Absently, he licked his lips and closed his eyes. He remembered how she blushed when he told her how much he loved the lines on her face that she tried so hard to hide under powder. The image of her eyes misting with happy tears over his promotion to full priest after so many years being little more than an errand boy.
The man gripped the cloth on his arm tightly, then released it suddenly and turned as he heard approaching footsteps.
“Lord Priest?” It was a young boy, his black hair cut with a bowl as a stencil. He wore clothes that didn’t fit properly, but were the proper shades of brown and grey.
“Yes, Nixhiel?” Nikho looked at the boy’s round face through half-lidded eyes. The man leaned back against the railing.
The boy shifted his weight to one foot and bowed suddenly at the waist. “You told me to wake you up at midnight, Lord Priest.”
Nikho let his eyes travel over the boy’s body. Nixhiel’s clothes were much too tight, and so threadbare he could see the boy’s pale flesh. There was no mistaking the prominent ribs. He closed his eyes. “Yes. Yes, that’s right.” He opened them again and tugged at his earlobe thoughtfully before he crossed the space between man and child. “You aren’t eating enough.”
Nixhiel stood straight. “I am, Lord Priest. I eat plenty.”
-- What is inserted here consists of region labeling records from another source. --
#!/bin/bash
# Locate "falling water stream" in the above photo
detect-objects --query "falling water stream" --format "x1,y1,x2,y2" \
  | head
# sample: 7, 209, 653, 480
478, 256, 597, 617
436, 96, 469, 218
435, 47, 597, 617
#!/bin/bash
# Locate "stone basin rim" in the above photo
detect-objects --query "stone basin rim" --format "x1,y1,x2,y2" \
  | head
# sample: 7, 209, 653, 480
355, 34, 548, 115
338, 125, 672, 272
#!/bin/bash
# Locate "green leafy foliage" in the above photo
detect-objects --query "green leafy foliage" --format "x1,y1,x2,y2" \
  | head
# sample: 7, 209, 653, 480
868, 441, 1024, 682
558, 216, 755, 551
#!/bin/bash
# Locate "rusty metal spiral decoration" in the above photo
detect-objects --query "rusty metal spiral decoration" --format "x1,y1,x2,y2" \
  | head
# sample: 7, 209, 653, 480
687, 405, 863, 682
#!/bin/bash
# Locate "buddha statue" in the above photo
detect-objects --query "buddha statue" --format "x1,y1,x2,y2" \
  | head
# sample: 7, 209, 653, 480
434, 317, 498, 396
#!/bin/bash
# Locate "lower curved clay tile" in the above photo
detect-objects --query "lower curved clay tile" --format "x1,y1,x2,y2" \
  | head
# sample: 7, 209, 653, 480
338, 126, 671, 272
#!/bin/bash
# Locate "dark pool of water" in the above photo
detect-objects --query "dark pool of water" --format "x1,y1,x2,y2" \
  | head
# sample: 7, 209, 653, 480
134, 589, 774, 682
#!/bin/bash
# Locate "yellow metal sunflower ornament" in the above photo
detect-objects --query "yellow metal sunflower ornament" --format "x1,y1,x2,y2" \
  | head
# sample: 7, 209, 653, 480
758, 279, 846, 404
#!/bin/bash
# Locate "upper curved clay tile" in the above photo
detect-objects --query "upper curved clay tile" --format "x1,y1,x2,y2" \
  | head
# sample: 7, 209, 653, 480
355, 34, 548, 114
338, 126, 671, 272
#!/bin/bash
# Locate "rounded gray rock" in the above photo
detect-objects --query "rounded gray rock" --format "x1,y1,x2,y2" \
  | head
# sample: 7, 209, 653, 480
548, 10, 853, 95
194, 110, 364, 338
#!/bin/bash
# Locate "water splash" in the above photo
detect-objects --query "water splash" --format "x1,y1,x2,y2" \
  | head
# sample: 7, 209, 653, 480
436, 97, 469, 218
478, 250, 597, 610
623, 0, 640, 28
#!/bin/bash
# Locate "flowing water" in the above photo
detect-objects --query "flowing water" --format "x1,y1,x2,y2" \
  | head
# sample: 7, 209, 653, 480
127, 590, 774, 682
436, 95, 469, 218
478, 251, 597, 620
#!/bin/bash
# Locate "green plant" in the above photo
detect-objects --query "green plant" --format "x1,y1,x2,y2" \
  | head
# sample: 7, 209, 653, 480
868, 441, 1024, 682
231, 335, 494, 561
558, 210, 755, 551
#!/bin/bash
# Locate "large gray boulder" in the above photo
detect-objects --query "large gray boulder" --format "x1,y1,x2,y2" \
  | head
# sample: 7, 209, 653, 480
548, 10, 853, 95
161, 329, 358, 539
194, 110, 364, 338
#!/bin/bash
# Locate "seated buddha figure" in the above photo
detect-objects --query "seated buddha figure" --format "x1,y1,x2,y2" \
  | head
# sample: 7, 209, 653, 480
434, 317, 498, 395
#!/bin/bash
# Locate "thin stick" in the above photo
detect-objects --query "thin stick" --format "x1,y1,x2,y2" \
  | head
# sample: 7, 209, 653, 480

The priest grabbed the boy’s arm lightly and lifted it. “You’re too thin. You need to gain ten pounds. Stop giving your meals to strays, and stop lying about it. You fool nobody.” He pulled the arm upwards more, and the boy stumbled forward. For a moment, the boy’s clumsy, thin body rested against the man’s as keen eyes inspected the child’s hand. “At least it looks like you haven’t been bitten lately.” He gently released the undersized boy. “If you keep giving your food away, I’ll have to ensure you take your meals with me.”
The boy gulped audibly, and Nikho watched his throat move.
“You understand, then. Now, go along. You still have time to sleep.” He waved a hand dismissively as he turned from the boy and walked away as he pulled his night shirt off and pulled on fresh clothes for the day.
Today, he had traitors to see to– traitors who had debated on an unthinkable crime in their minds, unaware that Nikho was less deaf than he played at.
Once dressed, he turned in time to watch the boy finally flee. Nikho chuckled and shook his head.